森の中は急激に光を失い、それと同時にぐっと冷え込みが厳しくなる。

しかし、森が完全に冷え切る前に、なんとか一晩分の薪を集め、火をおこす事ができた。

ライターでつけた火がみるみる大きくなる様子を見て、少女ははしゃいだ。

「あったかい」

喜びと好奇心を瞳にたたえ、笑いかけてくる。

自分の命が多大な危険にさらされた状況で、何がそんなに楽しいのか、理解できなかった。
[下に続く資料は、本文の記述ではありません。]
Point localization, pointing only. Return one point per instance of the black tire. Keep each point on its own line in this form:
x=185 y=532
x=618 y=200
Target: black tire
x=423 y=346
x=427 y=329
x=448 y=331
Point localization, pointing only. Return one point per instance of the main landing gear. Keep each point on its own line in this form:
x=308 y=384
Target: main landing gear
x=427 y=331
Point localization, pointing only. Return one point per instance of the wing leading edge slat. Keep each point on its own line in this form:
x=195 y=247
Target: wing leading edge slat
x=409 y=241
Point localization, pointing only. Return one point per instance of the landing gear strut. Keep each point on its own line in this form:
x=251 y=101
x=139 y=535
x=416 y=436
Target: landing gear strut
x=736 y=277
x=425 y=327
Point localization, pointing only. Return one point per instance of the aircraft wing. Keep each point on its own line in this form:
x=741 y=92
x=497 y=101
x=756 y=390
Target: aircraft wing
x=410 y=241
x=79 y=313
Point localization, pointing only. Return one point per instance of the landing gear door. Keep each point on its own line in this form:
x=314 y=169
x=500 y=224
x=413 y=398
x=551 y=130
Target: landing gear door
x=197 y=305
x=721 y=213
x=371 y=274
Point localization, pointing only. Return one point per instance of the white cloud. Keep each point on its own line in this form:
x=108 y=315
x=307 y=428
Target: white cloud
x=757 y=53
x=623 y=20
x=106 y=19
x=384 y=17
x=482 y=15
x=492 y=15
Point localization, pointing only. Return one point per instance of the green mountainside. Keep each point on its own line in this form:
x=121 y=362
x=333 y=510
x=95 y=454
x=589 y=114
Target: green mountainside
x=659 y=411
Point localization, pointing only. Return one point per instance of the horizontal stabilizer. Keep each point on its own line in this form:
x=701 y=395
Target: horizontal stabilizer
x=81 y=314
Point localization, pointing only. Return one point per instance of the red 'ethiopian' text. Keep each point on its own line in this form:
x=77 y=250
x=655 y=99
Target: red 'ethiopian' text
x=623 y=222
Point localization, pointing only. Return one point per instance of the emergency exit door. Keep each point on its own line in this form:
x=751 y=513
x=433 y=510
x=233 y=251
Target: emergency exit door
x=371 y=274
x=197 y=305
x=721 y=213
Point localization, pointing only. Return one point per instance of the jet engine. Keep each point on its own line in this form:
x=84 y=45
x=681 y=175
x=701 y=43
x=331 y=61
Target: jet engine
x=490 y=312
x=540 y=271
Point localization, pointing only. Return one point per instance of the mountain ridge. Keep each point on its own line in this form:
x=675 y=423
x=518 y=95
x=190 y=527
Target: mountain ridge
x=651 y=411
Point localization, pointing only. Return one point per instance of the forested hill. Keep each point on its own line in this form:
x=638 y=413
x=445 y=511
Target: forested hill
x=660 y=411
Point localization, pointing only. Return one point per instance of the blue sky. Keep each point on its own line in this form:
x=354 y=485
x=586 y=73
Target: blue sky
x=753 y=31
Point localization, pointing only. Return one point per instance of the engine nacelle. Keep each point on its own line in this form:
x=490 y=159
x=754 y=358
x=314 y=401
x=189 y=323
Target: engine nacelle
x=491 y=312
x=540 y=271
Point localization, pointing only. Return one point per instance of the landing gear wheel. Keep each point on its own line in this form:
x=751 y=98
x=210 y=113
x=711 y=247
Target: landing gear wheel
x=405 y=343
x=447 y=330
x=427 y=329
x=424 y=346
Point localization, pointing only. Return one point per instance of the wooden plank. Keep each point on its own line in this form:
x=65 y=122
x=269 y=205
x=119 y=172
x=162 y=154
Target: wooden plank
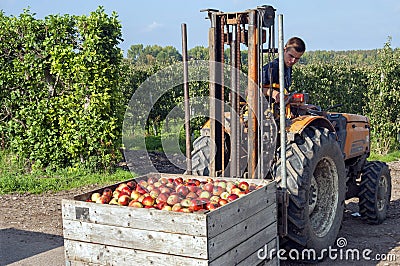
x=257 y=257
x=178 y=244
x=248 y=247
x=140 y=218
x=227 y=216
x=237 y=234
x=82 y=253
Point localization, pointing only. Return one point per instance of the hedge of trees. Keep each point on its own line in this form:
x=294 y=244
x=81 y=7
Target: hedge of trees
x=65 y=86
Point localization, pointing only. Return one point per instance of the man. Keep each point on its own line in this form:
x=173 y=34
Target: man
x=294 y=49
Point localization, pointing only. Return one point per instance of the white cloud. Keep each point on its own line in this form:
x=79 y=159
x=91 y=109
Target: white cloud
x=152 y=26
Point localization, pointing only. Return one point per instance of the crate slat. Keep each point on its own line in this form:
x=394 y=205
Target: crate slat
x=82 y=253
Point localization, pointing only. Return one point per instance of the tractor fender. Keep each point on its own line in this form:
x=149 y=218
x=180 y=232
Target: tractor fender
x=298 y=124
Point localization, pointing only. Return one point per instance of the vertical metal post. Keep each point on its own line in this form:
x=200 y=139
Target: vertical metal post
x=252 y=94
x=215 y=93
x=186 y=97
x=234 y=120
x=282 y=116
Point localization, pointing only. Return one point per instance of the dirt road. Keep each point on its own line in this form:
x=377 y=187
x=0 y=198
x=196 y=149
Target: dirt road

しかし無邪気な可愛らしい笑顔につられ、つい微笑み返してしまう。


「名前は?」

俺は聞いた。

「フロン」

「フロンか、俺はスナメリ」

フロンははじめ、スナメリという言葉をうまく発音できなかった。

まともな教育を受けてこなかったのだろうか、と驚いたが、何回か繰り返すうちに言えるようになっていった。

「スナメリ」

フロンはそう言うと、美しい瞳で俺の顔を覗き込んでくる。

「私の、命の恩人」


くすぐったいような感情がこみ上げてきた。

そして少しだけ泣きたくなった。

死と隣り合わせのこの森で、こんな思わぬ出会いがあるなんて。

地獄のようなこの世界にも、俺がまだ知らない喜びはたくさん転がっているのだろう。

柄にもなくそんな事を考えた。


その後は、二人とも疲れているのもあって、お互い口数は少なかった。

ギンモクの木にもたれ、ぱちぱちとはぜる炎を眺めながら多くの時間を過ごした。

時々、俺は炎を小さくしないように薪をくべたが、何回目かに薪をくべに立った時、フロンが口を開いた。

「この木、変」

俺は驚いて目を見張った。

この木の神聖さを知らないのだろうか、いやそんなはずはない。

「ギンモクの木だよ」

「鼻、きかなくなる」

そう言うと白い幹をばしばしと叩いた。

「やめろ!」

あわててフロンの動きを止める。

ギンモクの白い雪のような花が、頭上からぱらぱらと降ってくる。

それは、身を切り裂くような冷たい風にあおられ、周囲へと散らばった。

信じられないという表情の俺の前で、フロンはいたずらっ子の笑顔を見せる。

「あのなぁ…」

俺はギンモクの木に危害を加えてはいけないと、フロンを諭そうと思った。

安全地帯キャンプでは、このような行動は懲罰に値する。

しかしフロンは遠くを指さし、俺の言葉を遮った。

「あそこ、何かいる」


すぐに、フロンが指さす方向を振り返る。

一瞬で全身から血の気が引いてゆく。


遠くからでも目立つ、白い体毛に覆われた巨体。

後ろ足に比べ異様に長い前足に、奇妙な動き方。

サヌドゥークだ。


俺は片手でしっかりとフロンを抱きしめた。

もう片方の手で、ギンモクの木に触れる。

「スナメリ?」

フロンが怪訝そうな顔で見つめてくる。

「絶対に、動くなよ」

サヌドゥークは、普段は低く下げている首を、高くもたげた。

獲物を探している。

そして、頭を俺たちの方へと向ける。

目も耳もない、吸盤のような形をした黒い鼻と、口だけのこうべ

その鼻は、すべての化学物質をかぎ分ける。


鼓動は極限まで早くなり、心臓ははち切れそうだ。

ポーチの中でナイフを握りしめる手は、冷たい汗でじっとりと濡れている。

だけど俺は、こんなナイフが何の役にも立たない事を痛いほど知っている。


大丈夫だ、と自分に言い聞かせた。

サヌドゥークはやってこないはずだ、ここはギンモクの木の下なのだから。


瞬きをしたその一瞬の間に、サヌドゥークは視界から完全に消えた。